語学力のせいではない。もともと遙は仕事が遅いのである。
 せっかくの仕事の処理が遥の鈍さのために滞るのはジャスティーナには我慢できなかった。
 それに、これほど能力がないのに、遙が職位でいうと、ジャスティーナのすぐ下のレベルというのも、
この美しい上司の神経を逆なでにしている。
(この女は、思い知らせてやらなければいけないわね)
 ジャスティーナは、自分の目の前で腰を屈めて書類の束を整理する遥の背中を見据えながら思った。
「おい、のろま」
 ジャスティーナは口汚く遙をののしった。
 遙はびくんとしたかのように背中を丸めると、こわごわと上司の方に振り返った。
「お前のことだよ、ヨー。返事しないの?」
 ジャスティーナは怒り狂ったかのように、ホッチキスを投げつけた。
顔に当ったが、遙は目に涙を溜めて、無言の抗議の視線を見せた。
「おい、ヨー。なんか言うことないの?」
 遙が反抗してこないことが、余計にジャスティーナをいらだたせていた。
 ジャスティーナは母国語であらんかぎりの激しい言葉で遙をなじると、
同国人の男性マネージャーに止められるまで、その攻撃は続いた。

(遙をどうやっていじめてやろうか?)
 ジャスティーナは仕事のことは置いて、いかに遙に打撃を与えられるのかということを考えるようになっている。

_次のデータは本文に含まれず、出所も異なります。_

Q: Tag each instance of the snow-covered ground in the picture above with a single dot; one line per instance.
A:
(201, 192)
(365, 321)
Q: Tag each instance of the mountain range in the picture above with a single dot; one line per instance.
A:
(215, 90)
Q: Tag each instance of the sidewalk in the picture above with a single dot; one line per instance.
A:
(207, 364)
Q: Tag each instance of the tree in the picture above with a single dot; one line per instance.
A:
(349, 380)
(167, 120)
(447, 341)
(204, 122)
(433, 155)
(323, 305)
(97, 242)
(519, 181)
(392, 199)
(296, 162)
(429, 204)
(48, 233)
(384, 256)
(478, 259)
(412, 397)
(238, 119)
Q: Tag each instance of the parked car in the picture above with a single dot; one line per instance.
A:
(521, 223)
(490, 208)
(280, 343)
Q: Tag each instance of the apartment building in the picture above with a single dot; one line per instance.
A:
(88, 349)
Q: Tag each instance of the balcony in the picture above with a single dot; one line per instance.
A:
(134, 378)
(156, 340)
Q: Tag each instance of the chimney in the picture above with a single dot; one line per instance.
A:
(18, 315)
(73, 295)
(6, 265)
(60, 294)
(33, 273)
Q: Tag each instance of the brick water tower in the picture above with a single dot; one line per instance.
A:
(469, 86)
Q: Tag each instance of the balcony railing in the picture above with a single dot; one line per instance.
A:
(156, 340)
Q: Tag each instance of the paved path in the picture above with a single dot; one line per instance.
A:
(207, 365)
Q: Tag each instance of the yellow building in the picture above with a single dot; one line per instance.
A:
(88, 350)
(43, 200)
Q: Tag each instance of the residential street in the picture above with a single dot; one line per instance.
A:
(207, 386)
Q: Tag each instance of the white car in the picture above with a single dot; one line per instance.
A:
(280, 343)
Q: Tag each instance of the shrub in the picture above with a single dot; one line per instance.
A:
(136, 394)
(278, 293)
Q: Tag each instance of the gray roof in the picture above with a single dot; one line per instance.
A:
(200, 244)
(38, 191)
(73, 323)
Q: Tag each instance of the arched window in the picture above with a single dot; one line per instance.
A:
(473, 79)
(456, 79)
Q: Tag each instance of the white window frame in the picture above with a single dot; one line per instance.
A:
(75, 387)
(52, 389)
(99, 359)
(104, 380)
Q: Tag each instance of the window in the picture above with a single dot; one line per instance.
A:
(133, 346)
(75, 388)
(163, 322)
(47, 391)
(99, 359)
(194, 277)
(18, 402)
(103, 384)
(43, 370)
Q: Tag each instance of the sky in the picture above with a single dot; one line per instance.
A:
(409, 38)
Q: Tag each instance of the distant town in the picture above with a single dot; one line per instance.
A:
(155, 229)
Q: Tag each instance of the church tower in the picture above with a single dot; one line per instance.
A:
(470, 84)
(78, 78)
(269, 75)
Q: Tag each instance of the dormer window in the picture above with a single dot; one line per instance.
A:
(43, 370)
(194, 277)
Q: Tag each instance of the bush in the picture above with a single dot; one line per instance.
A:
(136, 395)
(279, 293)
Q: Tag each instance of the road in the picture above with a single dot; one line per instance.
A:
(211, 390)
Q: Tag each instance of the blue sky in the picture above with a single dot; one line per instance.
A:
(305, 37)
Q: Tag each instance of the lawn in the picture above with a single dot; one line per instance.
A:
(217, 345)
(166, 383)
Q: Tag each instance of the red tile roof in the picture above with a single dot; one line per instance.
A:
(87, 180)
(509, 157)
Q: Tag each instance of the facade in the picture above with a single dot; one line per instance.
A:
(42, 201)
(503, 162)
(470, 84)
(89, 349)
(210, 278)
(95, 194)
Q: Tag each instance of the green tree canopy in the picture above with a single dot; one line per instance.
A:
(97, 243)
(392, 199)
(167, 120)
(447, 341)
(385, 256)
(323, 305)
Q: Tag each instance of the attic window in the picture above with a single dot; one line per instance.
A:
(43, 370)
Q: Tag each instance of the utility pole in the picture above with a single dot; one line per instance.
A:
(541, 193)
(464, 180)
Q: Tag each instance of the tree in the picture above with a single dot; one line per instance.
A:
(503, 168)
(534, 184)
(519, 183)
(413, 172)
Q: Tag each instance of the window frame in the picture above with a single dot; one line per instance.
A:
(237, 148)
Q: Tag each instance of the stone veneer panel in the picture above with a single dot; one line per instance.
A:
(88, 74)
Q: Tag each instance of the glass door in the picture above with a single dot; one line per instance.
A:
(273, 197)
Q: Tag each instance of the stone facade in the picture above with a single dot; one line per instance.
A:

(やっぱり私が夢でやられたことをやってあげないとね)
 あの性夢の記憶は数日を経過しても薄れることはなかった。
むしろ、時間の経過とともにより鮮明になっている。
 まるで舌なめずりをするかのように、ジャスティーナは、遙の責め方を夢想した。
 ジャスティーナは個室にある電話をとった。遙の内線番号を押す。
「はい……」
 くぐもった声が聞こえる。
「ねえ、ヨー。今日、お食事でもしないかしら。
あなたとはもっと理解し合ったほうがいいと思うのよ。私のマンションでどうかしら。ごちそうするわよ」
 上司を誘いを遙は断れるはずもない。
 電話を終わったジャスティーナは、まるで巣に飛び込んできた生贄に近づいていく蜘蛛のように、
「これからどうしてやろうか」とつぶやいた。
その目は凍り付いていたが、笑っていた。